2011年9月9日金曜日

Six Months Later: Noda's New World - Wall Street Journal (blog)

It was politics as usual for Yoshihiko Noda on the morning of March 11.

Prime MinisterPrime Minister Yoshihiko Noda, center, speaks to workers during a visit to the Fukushima Daiichi nuclear power plant on Sept. 8.

As Japan’s finance minister, he swatted away questions at his regular post-cabinet meeting news conference on then-prime minister Naoto Kan receiving political donations from a foreign national – forbidden in Japan. The biggest thing on his plate was trying to find ways to deal with the grinding crush of the strong yen on the world’s third-biggest economy.

Just under six months on from the disasters that struck Japan later that day, Mr. Noda’s world is very different: Thursday’s morning mission was a trip to the Fukushima Daiichi power plant to see first-hand the site of the country’s worst-ever nuclear-power incident.

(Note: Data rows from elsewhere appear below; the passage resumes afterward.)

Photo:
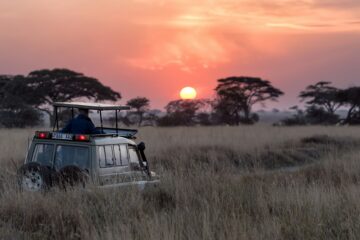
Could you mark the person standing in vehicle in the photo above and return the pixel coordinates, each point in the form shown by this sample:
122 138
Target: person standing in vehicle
81 124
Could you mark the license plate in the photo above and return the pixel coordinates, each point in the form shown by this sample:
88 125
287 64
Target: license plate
62 136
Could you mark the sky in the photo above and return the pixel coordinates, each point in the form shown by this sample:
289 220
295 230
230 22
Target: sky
154 48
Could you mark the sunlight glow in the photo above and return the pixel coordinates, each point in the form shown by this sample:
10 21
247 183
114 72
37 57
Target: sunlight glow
188 93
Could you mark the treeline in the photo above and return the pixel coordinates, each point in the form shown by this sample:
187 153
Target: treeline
25 99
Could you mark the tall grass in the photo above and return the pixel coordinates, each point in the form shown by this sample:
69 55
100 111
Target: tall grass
253 182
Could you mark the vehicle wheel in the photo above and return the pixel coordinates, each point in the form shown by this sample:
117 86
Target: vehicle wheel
34 178
72 176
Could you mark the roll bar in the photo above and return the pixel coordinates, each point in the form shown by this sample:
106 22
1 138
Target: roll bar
91 106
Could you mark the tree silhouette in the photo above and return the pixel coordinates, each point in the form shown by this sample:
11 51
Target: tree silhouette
322 94
237 95
14 111
41 88
141 105
351 98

Mr. Noda, who was formally named Japan’s prime minister Sept. 2 after putting recovery in the Tohoku disaster zone at the heart of his agenda, arrived in the regulation blue overalls that became familiar during the first few weeks of the crisis before passing on messages of encouragement and commitment to workers at the site, according to local reports. In the brief footage made available, Mr. Noda was then filmed talking to a group in a white protective suit and a blue cap – but without a face mask, presumably indicating the location was some way removed from highly dangerous areas inside the plant’s perimeter.

With areas to the west of Japan still drying out after the impact of the deadly Typhoon Talas, Mr. Noda’s visit to Fukushima is just the start of a busy spell on the road. Friday will see him travel to Wakayama, Nara and Mie prefectures to inspect clean-up efforts, and on Saturday he will head north again to visit the tsunami-ravaged prefectures of Miyagi and Iwate.  On Sunday, the full six months on from March 11, Mr. Noda will be back in Tokyo, according to government officials.

But having selected a novice as finance minister — expected back in Japan over the weekend after a meeting of G7 officials in France — it seems clear that Mr. Noda has elected to keep one issue with which he now has plenty of experience in his sightline, along with the rest of Japan’s problems: how to deal with the stubborn yen.